Open oxinabox opened 4 years ago

oxinabox commented 4 years ago

This is neat, good for finding which dimensions of a collection contain observations.

For some processes multiple dimensions are special, in different ways. But kind of similar

For example I might have some images, where each image is an observation. and I might want to do something with the channel dimension.

oxinabox commented 4 years ago

Lets consider the case:

I have say 100 images, with 3 channels RGB.

So Each image has 3 dimensions: height, width, channel so if they are stackup into a 4D array, then that is: height, width, channel, obs

The observation dimension is the 4th dimension. The content of the observation is the content of all the other dimensions.

So when say taking minibatches to train a neural net, I want to slice up the 4 dimension, the obs dimension.

But if for example I wanted to make heatmaps of colours. 1 per channel. then I care about the channel dimension.
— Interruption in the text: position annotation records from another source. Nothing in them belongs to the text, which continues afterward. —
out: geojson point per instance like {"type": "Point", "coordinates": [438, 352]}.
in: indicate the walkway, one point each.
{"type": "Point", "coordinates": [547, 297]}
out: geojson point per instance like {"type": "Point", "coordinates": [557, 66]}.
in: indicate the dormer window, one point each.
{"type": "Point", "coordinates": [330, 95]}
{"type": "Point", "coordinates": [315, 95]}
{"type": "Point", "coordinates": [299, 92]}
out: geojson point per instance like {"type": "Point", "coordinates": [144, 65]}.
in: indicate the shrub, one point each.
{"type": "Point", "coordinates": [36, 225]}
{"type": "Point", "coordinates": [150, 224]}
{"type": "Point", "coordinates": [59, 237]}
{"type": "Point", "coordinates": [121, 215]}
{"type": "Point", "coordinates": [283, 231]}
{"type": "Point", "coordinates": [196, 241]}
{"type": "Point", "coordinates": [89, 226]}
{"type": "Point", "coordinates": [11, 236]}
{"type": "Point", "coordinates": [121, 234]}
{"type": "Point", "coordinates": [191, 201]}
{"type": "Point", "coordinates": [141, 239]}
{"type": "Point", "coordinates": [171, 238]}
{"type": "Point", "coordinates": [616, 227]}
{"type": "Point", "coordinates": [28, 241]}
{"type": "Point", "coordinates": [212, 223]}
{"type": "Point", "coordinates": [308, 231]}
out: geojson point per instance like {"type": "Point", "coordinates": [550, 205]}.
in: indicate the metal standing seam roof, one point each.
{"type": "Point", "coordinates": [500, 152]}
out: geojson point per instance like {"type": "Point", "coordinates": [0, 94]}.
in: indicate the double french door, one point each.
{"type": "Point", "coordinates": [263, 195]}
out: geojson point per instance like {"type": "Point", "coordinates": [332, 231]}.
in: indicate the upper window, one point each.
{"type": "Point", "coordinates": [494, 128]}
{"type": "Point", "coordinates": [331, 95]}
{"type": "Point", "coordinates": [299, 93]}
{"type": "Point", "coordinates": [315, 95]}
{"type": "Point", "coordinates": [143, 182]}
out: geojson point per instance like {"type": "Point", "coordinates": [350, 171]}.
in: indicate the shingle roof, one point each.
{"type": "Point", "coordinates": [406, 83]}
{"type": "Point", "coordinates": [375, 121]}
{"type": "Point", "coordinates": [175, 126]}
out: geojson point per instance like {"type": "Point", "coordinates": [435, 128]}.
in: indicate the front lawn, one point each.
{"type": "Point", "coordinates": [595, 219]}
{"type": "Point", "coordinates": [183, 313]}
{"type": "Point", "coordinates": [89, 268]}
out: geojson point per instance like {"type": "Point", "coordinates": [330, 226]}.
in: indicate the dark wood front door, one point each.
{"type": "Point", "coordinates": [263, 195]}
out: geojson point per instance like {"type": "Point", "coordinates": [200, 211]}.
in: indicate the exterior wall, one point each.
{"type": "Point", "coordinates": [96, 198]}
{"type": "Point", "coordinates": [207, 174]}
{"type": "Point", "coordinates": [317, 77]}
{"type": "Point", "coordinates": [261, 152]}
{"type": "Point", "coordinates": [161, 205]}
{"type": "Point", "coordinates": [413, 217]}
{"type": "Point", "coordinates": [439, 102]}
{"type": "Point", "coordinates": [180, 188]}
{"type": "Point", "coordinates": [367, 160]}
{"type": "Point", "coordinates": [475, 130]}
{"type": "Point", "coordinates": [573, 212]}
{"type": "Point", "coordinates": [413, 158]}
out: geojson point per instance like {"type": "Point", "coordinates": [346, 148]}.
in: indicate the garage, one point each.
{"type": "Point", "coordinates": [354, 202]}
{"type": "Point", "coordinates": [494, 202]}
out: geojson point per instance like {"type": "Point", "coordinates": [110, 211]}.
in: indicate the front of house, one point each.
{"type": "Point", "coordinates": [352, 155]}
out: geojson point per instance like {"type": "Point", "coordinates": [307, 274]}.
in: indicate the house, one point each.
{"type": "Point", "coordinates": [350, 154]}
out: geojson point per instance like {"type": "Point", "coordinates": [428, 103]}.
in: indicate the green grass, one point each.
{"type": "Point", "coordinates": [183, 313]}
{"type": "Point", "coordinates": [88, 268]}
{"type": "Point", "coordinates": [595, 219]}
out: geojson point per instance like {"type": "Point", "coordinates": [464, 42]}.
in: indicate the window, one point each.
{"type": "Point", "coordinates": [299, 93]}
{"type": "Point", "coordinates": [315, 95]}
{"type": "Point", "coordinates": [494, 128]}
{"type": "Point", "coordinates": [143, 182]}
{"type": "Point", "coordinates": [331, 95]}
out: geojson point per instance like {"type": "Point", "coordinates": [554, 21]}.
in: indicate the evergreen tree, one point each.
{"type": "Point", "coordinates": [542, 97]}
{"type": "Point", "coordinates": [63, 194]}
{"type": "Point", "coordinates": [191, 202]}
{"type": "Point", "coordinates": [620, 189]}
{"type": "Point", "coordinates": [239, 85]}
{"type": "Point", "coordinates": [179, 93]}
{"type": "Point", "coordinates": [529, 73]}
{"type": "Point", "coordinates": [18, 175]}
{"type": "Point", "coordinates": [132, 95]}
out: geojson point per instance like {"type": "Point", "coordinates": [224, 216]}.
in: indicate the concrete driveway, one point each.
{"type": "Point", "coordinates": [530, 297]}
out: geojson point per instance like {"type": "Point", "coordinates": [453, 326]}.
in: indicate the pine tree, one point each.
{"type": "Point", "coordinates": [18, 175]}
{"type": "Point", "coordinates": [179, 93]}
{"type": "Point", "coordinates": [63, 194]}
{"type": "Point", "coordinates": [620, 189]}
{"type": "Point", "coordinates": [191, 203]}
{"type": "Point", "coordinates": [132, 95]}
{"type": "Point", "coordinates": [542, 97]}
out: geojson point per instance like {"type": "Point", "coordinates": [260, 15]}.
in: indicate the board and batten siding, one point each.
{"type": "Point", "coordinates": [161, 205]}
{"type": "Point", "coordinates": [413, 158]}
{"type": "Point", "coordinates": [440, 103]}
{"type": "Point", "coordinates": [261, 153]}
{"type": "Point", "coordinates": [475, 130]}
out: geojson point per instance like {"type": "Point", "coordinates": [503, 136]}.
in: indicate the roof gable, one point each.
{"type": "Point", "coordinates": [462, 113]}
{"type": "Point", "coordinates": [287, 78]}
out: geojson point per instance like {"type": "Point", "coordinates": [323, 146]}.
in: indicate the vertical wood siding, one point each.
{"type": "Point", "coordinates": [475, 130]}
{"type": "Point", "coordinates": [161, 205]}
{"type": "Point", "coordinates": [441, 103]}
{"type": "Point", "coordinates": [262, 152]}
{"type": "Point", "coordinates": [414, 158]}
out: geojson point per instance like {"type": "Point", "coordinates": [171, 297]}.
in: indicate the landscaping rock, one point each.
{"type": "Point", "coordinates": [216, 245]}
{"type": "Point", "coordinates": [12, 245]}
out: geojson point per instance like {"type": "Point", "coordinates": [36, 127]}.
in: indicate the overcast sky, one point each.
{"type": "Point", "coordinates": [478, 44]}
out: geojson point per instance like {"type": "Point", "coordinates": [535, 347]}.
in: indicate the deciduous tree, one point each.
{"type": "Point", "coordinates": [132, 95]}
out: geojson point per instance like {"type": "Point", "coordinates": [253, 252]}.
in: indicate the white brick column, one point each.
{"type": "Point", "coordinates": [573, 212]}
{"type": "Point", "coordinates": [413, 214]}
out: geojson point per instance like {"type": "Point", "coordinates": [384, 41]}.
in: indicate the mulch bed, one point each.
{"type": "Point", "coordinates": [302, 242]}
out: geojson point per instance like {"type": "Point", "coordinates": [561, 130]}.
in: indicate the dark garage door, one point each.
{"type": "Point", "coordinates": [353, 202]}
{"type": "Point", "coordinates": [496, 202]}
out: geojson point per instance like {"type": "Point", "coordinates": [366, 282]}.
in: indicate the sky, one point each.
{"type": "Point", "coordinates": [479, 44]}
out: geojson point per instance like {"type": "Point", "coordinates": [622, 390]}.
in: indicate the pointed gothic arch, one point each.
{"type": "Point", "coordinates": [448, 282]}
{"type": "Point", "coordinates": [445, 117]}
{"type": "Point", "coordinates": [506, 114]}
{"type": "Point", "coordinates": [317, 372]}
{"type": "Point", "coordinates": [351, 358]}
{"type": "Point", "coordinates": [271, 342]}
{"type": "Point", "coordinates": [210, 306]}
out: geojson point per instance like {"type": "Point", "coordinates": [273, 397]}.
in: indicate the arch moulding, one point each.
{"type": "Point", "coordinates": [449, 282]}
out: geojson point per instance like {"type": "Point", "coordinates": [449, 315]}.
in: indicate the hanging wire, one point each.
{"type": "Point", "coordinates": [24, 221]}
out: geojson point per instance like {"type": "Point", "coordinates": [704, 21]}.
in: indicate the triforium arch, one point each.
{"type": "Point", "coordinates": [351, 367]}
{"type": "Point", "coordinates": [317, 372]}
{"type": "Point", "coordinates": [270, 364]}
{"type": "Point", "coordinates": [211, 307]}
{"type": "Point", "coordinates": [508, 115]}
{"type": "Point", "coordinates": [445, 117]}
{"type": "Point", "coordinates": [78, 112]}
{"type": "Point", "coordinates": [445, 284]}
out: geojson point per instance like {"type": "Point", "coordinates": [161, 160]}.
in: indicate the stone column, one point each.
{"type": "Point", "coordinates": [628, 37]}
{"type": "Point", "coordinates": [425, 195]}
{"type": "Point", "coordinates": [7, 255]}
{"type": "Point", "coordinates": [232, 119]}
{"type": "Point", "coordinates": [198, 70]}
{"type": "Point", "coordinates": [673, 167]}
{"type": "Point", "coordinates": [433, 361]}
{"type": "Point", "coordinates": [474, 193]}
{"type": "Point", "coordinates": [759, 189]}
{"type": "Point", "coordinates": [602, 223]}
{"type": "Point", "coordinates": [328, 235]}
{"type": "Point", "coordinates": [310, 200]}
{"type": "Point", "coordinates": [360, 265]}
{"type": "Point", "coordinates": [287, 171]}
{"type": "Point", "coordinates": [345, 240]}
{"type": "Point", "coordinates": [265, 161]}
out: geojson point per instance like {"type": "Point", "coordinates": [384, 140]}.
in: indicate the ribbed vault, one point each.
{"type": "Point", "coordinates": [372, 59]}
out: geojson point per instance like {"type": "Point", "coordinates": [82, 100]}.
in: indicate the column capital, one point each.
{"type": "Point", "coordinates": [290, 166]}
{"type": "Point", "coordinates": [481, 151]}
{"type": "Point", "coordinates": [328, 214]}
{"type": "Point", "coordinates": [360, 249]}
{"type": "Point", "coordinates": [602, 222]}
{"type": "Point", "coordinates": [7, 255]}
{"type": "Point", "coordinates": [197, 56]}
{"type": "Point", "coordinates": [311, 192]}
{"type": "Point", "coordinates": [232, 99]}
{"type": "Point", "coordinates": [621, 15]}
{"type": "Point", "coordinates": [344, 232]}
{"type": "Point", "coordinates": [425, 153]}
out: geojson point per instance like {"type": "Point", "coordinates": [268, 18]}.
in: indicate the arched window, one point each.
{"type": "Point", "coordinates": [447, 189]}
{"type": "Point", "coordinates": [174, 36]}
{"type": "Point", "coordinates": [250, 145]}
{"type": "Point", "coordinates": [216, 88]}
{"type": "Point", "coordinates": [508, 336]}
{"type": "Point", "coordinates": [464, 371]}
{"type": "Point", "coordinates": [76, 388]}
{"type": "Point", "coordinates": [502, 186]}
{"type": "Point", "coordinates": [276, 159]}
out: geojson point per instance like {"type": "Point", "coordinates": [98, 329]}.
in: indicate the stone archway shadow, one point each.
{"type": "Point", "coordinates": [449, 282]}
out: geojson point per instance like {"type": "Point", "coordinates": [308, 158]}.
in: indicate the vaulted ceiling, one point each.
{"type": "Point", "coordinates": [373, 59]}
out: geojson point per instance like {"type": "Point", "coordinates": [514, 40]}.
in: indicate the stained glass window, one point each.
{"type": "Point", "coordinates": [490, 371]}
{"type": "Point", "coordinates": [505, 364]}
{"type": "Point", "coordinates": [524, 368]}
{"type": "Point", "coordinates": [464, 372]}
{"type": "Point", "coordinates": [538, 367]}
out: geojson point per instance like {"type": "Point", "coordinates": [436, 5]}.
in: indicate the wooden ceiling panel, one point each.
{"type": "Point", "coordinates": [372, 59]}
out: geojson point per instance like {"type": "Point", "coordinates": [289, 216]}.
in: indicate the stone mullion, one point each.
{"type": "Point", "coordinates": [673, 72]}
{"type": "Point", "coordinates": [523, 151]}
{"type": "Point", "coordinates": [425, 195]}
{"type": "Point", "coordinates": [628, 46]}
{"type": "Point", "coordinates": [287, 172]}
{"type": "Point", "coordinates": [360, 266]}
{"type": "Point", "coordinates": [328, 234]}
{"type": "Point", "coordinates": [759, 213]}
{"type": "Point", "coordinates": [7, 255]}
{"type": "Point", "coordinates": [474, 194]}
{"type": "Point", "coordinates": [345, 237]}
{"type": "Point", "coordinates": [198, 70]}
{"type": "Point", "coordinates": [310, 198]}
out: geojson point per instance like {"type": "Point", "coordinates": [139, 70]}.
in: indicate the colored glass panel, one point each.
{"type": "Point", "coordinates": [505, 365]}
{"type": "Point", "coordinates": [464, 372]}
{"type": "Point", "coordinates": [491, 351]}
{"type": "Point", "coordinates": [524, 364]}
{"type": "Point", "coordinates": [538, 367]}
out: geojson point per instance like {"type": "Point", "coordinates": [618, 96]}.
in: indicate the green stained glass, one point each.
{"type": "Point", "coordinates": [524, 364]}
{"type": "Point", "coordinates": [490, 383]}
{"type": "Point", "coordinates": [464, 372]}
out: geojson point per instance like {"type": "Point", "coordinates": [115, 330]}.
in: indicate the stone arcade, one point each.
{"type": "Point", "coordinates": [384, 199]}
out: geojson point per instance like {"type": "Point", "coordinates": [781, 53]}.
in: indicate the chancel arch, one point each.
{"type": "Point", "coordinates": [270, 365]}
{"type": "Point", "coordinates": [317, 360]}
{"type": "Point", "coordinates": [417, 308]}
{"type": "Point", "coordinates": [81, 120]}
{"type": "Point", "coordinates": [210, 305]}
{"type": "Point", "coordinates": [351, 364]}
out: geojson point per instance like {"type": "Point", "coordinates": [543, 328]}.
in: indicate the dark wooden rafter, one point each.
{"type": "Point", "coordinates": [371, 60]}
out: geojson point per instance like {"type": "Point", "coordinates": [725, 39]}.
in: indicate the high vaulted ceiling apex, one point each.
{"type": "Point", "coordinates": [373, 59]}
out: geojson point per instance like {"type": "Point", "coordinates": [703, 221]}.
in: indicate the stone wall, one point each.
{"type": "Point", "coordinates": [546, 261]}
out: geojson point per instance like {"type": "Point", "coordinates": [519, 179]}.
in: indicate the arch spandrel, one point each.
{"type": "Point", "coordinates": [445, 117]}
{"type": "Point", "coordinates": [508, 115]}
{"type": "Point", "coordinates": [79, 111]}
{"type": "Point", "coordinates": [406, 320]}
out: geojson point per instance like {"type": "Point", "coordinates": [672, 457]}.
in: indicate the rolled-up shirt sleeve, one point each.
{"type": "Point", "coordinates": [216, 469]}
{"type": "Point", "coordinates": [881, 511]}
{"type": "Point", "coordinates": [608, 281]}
I want to do something like:

r_heat, g_heat, b_heat = sum.(eachslice(images, dim=:channel),dims=:obs)

I am not sure exactly how this fits in to this package but I know the JuliaImages ecosystem cares a lot about various axes. https://juliaimages.org/stable/indexing/

nickrobinson251 commented 4 years ago

xref https://juliaimages.org/ImageAxes.jl/stable/#Temporal-axes-1

Tokazama commented 4 years ago

I'm currently binding the JuliaImages API to NamedDims and friends here. I wonder if this package (or perhaps some other) should implement a macro for cleanly generating a lot of this code for a given dimension name. There will probably be other dimension names that end up being important (generally or just to a very specific domain) but still require a lot of the traits defined here for organising data into a consistent API.